Déroulement du procès (compte-rendu partial et très partiel), avec pour avocat Maître Jean-Jacques De Felice, en en présence d’une quinzaine de personnes, ainsi que de FR3 et du Courrier picard.
Après lecture de l’acte d’accusation, j’ai la parole. Je dis que les valeurs que je veux défendre (liberté, démocratie) sont à l’opposé du militarisme ; qu’au contraire une société militarisée est signe d’un manque de démocratie, et favorise la montée du racisme et des idées fascistes par un nationalisme exacerbé. J’enchaîne sur les atteintes à la démocratie que représente la défense armée française (plus facile à écrire qu’à dire), mais le juge me coupe :
- « Bon, nous ne sommes pas ici pour philosopher. Le problème en l’occurrence c’est que vous refusez de faire une deuxième année de service.
- Je ne peux accepter d’être puni pour mes opinions. La loi est discriminatoire.
- Nous avons souvent le cas de Témoins de Jéhova qui disent ne pouvoir obéir qu’à Dieu, et qui demandent un an d’emprisonnement ».
La référence est plutôt gênante. On aurait préféré que le tribunal ait une autre idée de l’insoumission, mais au moins, il se prête au dialogue.
Le procureur dit qu’on ne peut décider unilatéralement que la loi est mal faite. Il justifie la nécessité d’une double durée comme test de sincérité des convictions objectrices ; il ajoute même que les objecteurs devraient s’en trouver satisfaits car elle évite les faux objecteurs qui ne demanderaient le statut que par opportunisme (ainsi, nous restons entre authentiques objecteurs – merci pour la secte !). Ensuite, il admet que je devrais être poursuivi pour désertion, mais il ne pouvait engager une deuxième procédure pour le même délit, et il fallait donc me reconvoquer pour provoquer un nouveau chef d’inculpation…
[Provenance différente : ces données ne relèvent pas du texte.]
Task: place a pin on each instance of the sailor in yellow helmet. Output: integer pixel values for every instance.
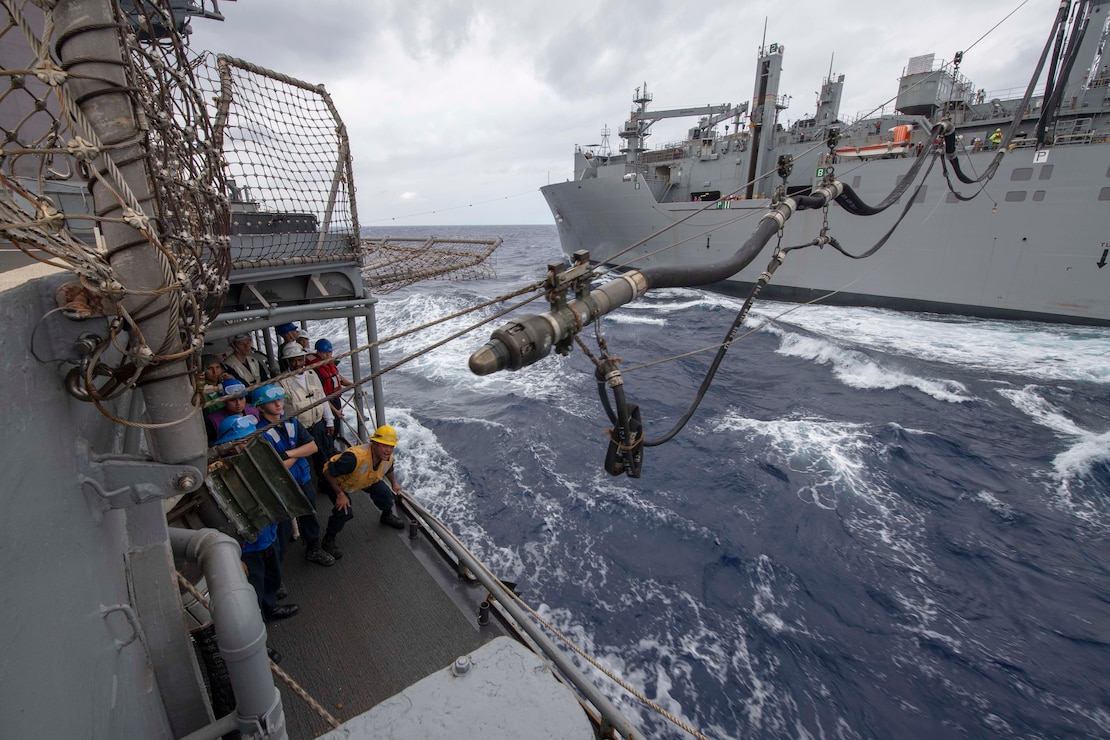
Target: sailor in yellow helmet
(365, 467)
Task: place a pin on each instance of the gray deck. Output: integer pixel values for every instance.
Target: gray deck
(371, 625)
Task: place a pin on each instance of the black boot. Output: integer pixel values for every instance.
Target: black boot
(331, 547)
(315, 554)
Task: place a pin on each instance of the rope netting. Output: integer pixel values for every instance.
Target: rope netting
(67, 180)
(288, 164)
(393, 262)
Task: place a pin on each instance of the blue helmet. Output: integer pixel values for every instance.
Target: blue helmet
(265, 394)
(235, 427)
(232, 386)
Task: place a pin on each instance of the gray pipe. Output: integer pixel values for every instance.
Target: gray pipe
(240, 631)
(612, 717)
(89, 49)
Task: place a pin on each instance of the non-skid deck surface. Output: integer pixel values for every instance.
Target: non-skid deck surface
(370, 626)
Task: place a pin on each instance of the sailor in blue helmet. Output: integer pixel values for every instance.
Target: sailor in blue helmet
(243, 363)
(263, 566)
(286, 333)
(234, 403)
(294, 446)
(331, 379)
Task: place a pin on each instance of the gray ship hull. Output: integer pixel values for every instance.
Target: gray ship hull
(1029, 253)
(1032, 245)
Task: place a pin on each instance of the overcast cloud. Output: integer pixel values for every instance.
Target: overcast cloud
(466, 109)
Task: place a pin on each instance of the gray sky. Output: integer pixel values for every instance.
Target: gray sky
(467, 108)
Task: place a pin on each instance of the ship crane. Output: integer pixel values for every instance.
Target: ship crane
(637, 128)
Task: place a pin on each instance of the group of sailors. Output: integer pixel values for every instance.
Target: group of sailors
(291, 416)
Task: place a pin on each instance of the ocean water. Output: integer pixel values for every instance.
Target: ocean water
(877, 525)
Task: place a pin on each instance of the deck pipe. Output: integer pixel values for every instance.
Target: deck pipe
(89, 50)
(531, 337)
(611, 716)
(240, 632)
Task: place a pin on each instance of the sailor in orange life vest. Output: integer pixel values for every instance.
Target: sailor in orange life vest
(367, 467)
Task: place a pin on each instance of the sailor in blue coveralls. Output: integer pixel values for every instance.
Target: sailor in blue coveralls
(294, 446)
(263, 568)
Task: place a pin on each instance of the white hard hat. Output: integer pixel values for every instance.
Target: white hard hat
(292, 350)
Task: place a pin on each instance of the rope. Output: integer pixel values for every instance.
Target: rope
(316, 707)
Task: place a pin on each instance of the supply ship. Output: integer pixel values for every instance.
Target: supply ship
(1006, 218)
(167, 201)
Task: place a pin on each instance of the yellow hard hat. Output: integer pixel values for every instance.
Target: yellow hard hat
(385, 435)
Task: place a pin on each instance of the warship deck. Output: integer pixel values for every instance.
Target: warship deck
(386, 615)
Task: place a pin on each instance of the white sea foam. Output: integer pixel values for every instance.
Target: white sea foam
(1029, 348)
(1083, 450)
(856, 370)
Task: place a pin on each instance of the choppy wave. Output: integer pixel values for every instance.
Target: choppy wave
(867, 529)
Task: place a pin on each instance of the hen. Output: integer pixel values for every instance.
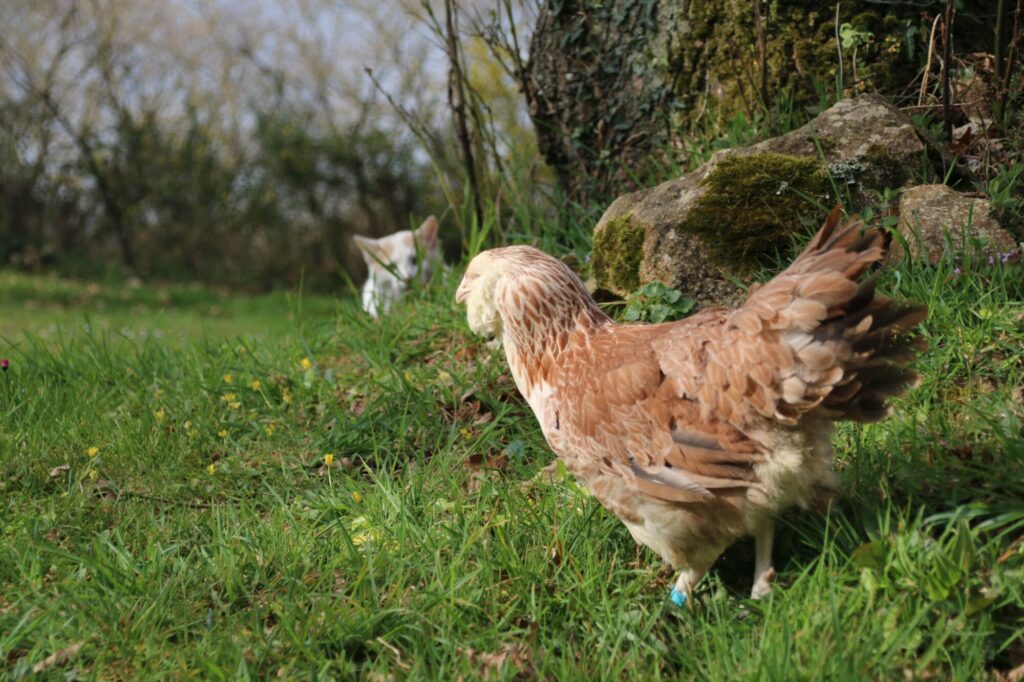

Maître De Felice déclare qu’il n’a pas compris l’explication de Monsieur le Procureur : « Si vous ne pouviez plus poursuivre mon client, il fallait le laisser tranquille… Rien ne justifie un ordre de route irrégulier. » (Je ne suis dans aucune des situations d’incorporable prévues par la loi et l’ordre de route me valant d’être poursuivi est illicite.) Il dit que mon acte de désertion n’est pas unilatéral, et développe le travail de « On arrête tout ! » pour obtenir une réforme de la loi. Il dit l’importance de l’acte de ceux qui entrent dans l’illégalité aujourd’hui et qui sont les précurseurs de la société de demain. Le droit d’opinion et celui de vivre en accord avec son idéal seront largement développés : « Les habitudes militaires sont d’un autre âge, il faut laisser s’exprimer les idées nouvelles… ». Au plan juridique, la Convention européenne des droits de l’homme, ratifiée par la France, contredit une durée discriminatoire de service aux objecteurs. Puis de demander la relaxe, appuyée par l’irrégularité de l’ordre de route, cet « outil » juridique n’empêchant pas la référence aux droits de l’homme.
Avant de conclure, le juge déclare : « sans vouloir relancer un débat philosophique, je me demande ce que vous préconisez si demain des hordes de Serbes ou Croates envahissent la France. » Et le procureur de renchérir : « Oui, votre non-violence, c’est bien beau, mais enfin… ». Un embryon de discussion aura lieu sur les causes de la guerre, l’utopie d’aujourd’hui réalité de demain, et la France à défendre ! Chacun parlant sans se répondre, et le juge désireux d’abréger… Il est vrai que cette journée « affaires militaires » a vu défiler une quarantaine de cas, quelques-uns arrivant menottes aux poignets, la plupart jugés pour avoir prolongé une permission, et tous repentis après avoir goûté au trou à la caserne.
Verdict le 21 juin.
Je remercie pour les soutiens, qui à mon avis ont une influence importante, tant sur le déroulement que le résultat des procès d’objecteurs.